Women could improve their fertility with… a parasitic worm?

Couples attempting to have a child who struggle with fertility issues often try many unusual things with the hopes that they will increase their chances of conceiving: running less, eating a larger breakfast, avoiding specific types of fish, and even sleeping in total darkness.

But parasitic worms? That’s a new one. According to a recent study of  more than 980 indigenous women from Bolivia, scientists have found that women infected by a specific species of roundworm were more likely to become pregnant and had an average of two more kids.

Lead author Aaron Blackwell, a professor at the University of California, Santa Barbara, and his colleagues spent nine years studying the isolated Tsimane people residing in Bolivia’s lowlands, analyzing data to determine if these parasites had any impact on female fertility. As BBC News reported on Friday, they discovered that the answer was a resounding yes.

Infection by the roundworm Ascaris lumbricoides altered the women’s immune systems and made it easier for them to become pregnant, Blackwell’s team reported in the latest edition of the journal Science. The findings, they said, could lead to new types of fertility drugs.

Don’t try this at home, though (not yet, anyway)

In a press release, the UCSB researchers explained that they studied two different species of parasitic intestinal worms – hookworms (Necator americanus or Ancylostoma duodenale) and giant roundworm (Ascaris lumbricoides) – to determine if either type of helminth had an impact on how soon a Tsimane woman’s next pregnancy would occur.
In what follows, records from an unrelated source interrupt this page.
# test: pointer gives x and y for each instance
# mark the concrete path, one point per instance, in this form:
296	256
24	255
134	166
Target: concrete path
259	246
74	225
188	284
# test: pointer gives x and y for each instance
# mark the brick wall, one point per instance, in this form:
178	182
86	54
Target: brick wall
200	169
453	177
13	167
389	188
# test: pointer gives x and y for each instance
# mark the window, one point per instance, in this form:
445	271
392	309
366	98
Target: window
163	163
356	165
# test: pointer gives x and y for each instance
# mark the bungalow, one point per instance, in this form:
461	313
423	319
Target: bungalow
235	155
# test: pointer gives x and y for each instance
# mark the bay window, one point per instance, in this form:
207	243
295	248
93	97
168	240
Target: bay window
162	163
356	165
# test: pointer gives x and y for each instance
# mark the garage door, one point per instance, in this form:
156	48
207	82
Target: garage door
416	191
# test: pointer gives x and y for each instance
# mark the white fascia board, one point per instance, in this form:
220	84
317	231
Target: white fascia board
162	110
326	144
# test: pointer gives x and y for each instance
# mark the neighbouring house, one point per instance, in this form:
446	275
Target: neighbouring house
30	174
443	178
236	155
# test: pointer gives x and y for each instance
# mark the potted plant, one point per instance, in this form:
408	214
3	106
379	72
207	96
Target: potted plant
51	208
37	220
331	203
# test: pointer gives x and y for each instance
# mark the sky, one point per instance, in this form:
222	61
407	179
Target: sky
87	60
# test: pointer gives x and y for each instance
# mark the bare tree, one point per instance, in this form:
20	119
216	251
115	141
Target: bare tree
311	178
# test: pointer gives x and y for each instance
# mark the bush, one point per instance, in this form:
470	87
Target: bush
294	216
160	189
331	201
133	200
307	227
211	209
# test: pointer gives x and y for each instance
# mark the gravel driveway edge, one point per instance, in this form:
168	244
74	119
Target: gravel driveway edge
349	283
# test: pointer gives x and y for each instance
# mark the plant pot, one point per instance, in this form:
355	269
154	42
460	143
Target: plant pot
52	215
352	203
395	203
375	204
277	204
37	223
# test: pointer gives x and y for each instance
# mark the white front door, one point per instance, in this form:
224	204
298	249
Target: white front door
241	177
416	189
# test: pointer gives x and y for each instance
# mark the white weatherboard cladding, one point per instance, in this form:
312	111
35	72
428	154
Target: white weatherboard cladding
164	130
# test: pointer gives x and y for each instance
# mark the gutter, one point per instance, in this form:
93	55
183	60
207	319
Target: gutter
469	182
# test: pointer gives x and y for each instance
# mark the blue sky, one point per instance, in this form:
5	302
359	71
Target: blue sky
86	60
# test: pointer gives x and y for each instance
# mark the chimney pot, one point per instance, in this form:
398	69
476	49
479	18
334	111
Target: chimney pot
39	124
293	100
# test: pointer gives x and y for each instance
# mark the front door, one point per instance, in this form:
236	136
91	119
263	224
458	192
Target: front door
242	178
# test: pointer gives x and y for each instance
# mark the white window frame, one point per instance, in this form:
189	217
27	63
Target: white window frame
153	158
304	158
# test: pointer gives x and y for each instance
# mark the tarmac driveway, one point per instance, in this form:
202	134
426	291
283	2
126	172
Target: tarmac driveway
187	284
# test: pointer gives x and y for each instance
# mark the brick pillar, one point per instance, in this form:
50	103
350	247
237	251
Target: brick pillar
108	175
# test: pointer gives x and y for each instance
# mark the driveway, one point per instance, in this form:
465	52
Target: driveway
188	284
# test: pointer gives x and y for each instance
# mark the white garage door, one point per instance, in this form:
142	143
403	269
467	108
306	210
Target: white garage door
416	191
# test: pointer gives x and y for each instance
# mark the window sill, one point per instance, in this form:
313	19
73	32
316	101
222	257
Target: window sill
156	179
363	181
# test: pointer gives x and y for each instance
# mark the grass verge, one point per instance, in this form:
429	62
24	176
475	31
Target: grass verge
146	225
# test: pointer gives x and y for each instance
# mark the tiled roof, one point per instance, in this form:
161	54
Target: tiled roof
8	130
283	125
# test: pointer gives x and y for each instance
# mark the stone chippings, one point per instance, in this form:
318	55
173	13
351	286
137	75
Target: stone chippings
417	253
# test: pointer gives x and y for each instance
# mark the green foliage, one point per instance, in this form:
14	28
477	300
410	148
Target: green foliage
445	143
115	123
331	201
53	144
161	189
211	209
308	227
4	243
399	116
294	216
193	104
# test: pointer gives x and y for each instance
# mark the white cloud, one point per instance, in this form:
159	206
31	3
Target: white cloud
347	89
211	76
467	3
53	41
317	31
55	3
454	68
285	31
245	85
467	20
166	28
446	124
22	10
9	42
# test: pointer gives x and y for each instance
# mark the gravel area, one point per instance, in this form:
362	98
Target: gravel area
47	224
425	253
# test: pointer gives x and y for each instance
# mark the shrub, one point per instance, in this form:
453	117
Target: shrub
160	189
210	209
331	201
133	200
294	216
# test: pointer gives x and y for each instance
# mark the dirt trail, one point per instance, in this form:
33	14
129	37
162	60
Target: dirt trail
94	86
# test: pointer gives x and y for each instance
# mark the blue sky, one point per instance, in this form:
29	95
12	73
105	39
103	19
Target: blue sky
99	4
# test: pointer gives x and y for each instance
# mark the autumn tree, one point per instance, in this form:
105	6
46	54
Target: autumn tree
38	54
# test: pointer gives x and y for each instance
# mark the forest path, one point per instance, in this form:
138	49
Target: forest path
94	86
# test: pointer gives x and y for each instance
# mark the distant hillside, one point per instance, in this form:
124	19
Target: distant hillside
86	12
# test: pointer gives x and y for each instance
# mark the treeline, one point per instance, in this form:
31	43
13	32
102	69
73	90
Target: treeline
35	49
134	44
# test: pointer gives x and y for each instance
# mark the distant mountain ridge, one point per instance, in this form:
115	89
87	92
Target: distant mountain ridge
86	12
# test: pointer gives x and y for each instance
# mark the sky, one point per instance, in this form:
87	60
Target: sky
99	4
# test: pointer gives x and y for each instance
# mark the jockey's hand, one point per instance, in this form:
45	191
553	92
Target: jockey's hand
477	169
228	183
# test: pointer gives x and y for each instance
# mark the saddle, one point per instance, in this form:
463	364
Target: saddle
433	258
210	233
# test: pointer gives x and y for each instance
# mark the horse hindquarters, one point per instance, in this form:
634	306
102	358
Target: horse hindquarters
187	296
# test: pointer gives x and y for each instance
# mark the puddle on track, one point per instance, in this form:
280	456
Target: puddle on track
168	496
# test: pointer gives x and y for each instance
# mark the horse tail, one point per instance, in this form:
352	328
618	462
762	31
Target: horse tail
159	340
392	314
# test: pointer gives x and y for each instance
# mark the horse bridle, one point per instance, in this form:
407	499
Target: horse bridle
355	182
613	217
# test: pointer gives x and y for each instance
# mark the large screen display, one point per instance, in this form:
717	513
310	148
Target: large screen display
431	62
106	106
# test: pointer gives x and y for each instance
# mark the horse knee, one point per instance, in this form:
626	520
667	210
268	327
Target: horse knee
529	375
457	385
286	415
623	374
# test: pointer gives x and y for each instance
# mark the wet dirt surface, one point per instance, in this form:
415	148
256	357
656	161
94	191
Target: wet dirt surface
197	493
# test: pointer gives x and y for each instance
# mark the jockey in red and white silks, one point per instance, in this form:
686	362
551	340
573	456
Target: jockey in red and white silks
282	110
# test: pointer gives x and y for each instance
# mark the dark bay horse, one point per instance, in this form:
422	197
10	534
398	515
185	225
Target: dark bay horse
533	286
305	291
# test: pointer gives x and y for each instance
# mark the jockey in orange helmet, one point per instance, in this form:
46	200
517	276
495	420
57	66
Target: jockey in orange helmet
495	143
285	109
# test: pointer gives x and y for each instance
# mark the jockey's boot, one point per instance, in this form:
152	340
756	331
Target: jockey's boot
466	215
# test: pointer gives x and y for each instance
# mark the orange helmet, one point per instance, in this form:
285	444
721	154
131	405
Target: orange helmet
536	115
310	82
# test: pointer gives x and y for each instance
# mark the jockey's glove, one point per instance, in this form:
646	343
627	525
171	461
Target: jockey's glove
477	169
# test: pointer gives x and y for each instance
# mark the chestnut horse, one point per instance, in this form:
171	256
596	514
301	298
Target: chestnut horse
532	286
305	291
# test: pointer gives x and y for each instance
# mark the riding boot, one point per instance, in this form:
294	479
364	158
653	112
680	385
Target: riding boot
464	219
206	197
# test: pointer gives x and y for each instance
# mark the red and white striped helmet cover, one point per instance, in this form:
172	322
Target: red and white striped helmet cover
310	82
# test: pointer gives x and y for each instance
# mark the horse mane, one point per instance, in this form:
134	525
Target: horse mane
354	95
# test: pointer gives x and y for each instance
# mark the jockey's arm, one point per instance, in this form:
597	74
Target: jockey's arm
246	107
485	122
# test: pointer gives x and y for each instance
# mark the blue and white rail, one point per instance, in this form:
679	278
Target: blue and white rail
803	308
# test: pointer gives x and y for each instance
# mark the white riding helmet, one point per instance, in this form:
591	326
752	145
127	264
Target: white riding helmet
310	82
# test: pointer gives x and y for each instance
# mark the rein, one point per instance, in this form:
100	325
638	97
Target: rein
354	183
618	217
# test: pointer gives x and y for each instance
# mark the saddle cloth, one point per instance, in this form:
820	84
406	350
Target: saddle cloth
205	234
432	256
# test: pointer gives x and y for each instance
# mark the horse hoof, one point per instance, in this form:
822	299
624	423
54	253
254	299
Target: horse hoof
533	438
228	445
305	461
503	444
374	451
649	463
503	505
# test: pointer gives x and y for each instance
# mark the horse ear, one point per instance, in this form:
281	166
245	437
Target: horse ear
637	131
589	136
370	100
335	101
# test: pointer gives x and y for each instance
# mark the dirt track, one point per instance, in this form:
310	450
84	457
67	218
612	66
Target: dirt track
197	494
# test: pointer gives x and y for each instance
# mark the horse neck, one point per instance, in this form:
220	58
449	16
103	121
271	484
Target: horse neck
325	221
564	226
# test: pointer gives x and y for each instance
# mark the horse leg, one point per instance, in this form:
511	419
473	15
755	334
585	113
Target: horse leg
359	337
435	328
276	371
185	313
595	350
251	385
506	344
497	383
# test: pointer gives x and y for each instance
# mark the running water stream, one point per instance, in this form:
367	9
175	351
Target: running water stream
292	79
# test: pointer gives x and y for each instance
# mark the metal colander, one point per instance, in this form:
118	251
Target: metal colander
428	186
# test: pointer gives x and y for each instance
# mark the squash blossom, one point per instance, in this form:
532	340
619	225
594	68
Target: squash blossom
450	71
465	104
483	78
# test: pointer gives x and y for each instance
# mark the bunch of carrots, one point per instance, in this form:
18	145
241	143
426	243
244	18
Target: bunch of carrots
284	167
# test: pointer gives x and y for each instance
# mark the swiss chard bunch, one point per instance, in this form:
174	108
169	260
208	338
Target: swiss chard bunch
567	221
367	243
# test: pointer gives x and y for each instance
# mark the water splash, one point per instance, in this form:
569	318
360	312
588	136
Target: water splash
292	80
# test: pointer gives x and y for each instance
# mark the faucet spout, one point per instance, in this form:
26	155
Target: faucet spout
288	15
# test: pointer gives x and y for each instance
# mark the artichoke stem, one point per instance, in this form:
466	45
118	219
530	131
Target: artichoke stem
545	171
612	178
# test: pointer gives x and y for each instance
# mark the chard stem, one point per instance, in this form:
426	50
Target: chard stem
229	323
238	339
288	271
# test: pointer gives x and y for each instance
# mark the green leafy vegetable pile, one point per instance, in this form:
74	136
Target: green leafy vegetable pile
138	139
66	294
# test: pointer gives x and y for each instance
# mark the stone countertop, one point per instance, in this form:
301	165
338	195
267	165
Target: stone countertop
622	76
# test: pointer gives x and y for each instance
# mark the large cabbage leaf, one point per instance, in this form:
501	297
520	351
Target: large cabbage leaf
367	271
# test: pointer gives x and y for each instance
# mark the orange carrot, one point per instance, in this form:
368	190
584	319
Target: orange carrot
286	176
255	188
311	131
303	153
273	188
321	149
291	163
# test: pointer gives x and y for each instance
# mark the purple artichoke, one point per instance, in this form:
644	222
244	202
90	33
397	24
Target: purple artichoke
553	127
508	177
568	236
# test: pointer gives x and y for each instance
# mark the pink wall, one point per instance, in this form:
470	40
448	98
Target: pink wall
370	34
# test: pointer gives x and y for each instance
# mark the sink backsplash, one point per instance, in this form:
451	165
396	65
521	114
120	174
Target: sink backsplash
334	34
They found that hookworm infection tended to increase the intervals between births in women of all ages, but that younger females who were infected with roundworms were more likely to have shorter birth intervals than their non-infected counterparts. Over the course of a lifetime, mothers infected by hookworm would have two fewer children than uninfected women, while those with roundworms would have two additional children.

“These opposing effects are likely due to helminth infection affecting the immune system, which in turn affects the likelihood of conception,” Blackwell said in a statement. “Our findings suggest that helminth infections may have substantial effects on demographic patterns in developing populations. Further, these results may also have implications for fertility in developed populations, where many fertility problems are connected to autoimmune disorders.”

However, as he told BBC News, while using roundworms as a way to boost fertility may seem like an “intriguing possibility,” he cautioned that there was far more research that needed to be done “before we would recommend anyone try this.”